SOSPEL lies at the bottom of a vast basin-shaped valley by the banks of the ever-chattering Bevera river. The sides of the valley are lined from base to summit with olive trees. It is not a pretty valley, for the green of the olive, being sad and wan, suggests rather the shabby dreariness of old age. In this sombre hollow Sospel appears as a patch of chocolate-brown. The valley is so immense and the town so small that it is little more than a dark stain at the bottom of a huge bowl. Sospel has fallen far from its high estate. It was once domineering and haughty and now it has become so humble and so insignificant. It once had the splendour of a soft-petalled rose, but it has dwindled in these days to a mere pinch of dry and shrivelled leaves. In Roman times it was a town of importance. It was a military station fully garrisoned and strongly fortified. It represented the mailed fist of Rome thrust defiantly into the land of Gaul. Those who are learned in these matters state that the lines of the Roman ramparts can still be traced about the outskirts of Sospel, but they are no longer visible to the eyes of the vulgar.

SOSPEL: THE OLD BRIDGE.

After the glory of Rome had passed away Sospel still remained a commanding city and, throughout the Middle Ages and for century after century, it held its place as a most influential town in this domain of France. It became the seat of a bishop as early as 1337 and Alberti, the historian of Sospel,[[54]] tells of its high clerics, of its consuls, of its judges and of its other exalted men. In the seventeenth and eighteenth centuries it was a city with many thousands of inhabitants. It was surrounded by high walls, had five gates and many strong towers. It could boast of no fewer than one hundred and sixty-two shops and two monti di pietà. It had a cathedral and as many as twenty churches and chapels, fifteen squares, many convents and monasteries, an academy and a college for lawyers.[[55]] A great fair was held every year on St. Luke’s Day in October in the Piazza di San Michele, for Sospel was a centre of commerce and of industry for miles around.

The town has seen much trouble and has endured periods of stress and times of calamity. Indeed so sad have been some phases of its history that, although it can boast of years of flamboyant glory, it is probable that its happiest days are now, when it has become a village of no account. About the end of the eighth century Sospel was almost entirely destroyed by fire. In 1516 it was ravaged by the Gascons and reduced, for the time, to a smouldering waste. In the sixteenth century the town became prominent as a place of horror by reason of the wholesale burning of heretics in the Piazza di San Michele.

Possibly the most terrible calamity that befell Sospel was through the visitations of the plague.
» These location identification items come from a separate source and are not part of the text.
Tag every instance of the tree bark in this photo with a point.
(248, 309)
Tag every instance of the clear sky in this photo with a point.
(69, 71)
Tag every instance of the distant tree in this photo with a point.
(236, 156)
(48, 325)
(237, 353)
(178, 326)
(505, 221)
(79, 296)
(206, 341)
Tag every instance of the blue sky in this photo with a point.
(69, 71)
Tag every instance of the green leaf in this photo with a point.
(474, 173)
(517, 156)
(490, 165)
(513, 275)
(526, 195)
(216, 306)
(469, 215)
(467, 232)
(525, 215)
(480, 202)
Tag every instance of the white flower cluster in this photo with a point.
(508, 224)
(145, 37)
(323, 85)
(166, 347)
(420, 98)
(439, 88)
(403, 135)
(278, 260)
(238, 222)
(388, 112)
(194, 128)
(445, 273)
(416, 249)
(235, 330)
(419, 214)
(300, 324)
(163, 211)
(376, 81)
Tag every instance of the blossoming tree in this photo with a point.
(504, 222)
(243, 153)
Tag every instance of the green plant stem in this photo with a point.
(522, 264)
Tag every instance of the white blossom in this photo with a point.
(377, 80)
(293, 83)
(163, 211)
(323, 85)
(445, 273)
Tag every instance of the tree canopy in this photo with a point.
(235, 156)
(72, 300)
The most disastrous of these visits was in the year 1688. The people died as if the very air were poisoned. The streets were deserted; the shops were closed. Those who knelt in the church to pray could hear above their cries to heaven the thud of the mattock and the spade in the graveyard near at hand. It seemed as if Sospel was to be left desolate and that in a few dire weeks the river would be babbling seawards through a lifeless town.
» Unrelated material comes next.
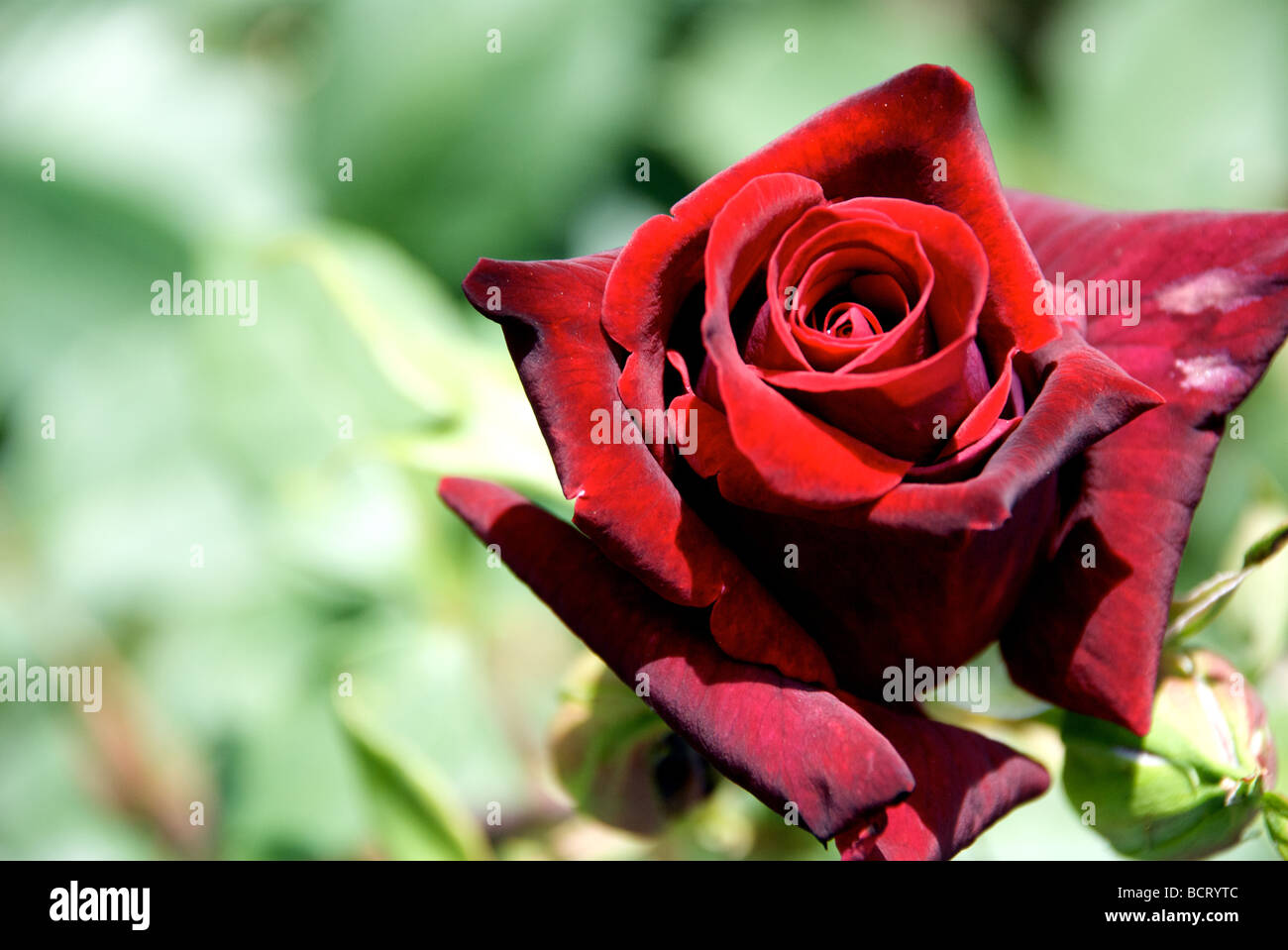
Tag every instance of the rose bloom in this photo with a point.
(897, 450)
The elders of the city met and resolved that all the inhabitants of the place, those whom the Terror as yet had spared, should make a pilgrimage to Laghet to confess their sins and implore the Madonna to intercede with heaven on their behalf. At sunrise one pleasant day in July the procession formed up outside the walls and started on its penitential march. It was a hard journey and very pitiable. The distance was great; for even as the bird flies it is no less than ten miles from Sospel to Laghet.

There was no road to follow, only a rough path that struggled over hills and vales, over rocks and stony slopes. The poor distracted company would climb first to Castillon, thence probably to Gorbio, then on to La Turbie and so to Laghet. It would be an arduous journey for a sturdy man, but for these panic-stricken folk it was as cruel a passage as the most relentless could devise.

In front of the column would walk the priests clad in white and bearing a cross. Then would come the great officers of the city with the nobles of Sospel, then the soldiers and after them the people of the town. Along the length of the column would break forth, again and again, the cry, “In the name of God on to Laghet!”